When something like that happens, I get in my “stay in the present mindset”. People always tell you to live in the present right? Because its not worth it to dwell on the past or worry about the future. I try my best to shove down all those memories. I try to forget because it hurts too much to remember knowing that they’ll never be back. But as I was lying in bed last night trying to crush all these memories, I realized that it didn’t have to be that way. Honestly, life isn’t designed to make us miserable. I know it because there are so many positive people out there, people that have been through horrible experiences and manage to still keep their head held high.

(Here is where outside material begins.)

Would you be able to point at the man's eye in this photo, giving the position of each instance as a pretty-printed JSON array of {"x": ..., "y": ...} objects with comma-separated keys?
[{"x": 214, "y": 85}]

And I thought. No, I’m going to cherish these happy memories. Because they’re mine and no one can take that away from me. And I feel like in that moment a weight was lifted. There’s no need to push away wonderful happy memories because its too painful to remember them. Instead, I’m going to tuck them away in that album in my brain. I’m no longer going to feel guilty for remembering something that made me happy. I’m going to take them out for walks in my mind and cherish the delightful emotions associated with them. I’m not gonna pretend that they weren’t great because they truly were. And so from now on, I’m going to focus on that. I’m going to be thankful for the fact that I was able to experience something so wonderful, I’m going to stop mourning their loss, I’m going to stop trying to recreate the memory because life doesn’t work that way. The best little surprises are the ones that you don’t expect. No matter how hard you try, you can’t capture the perfect view on your camera. You can’t replicate the scene. But you can seize the moment, pocket the happiness, and just be grateful.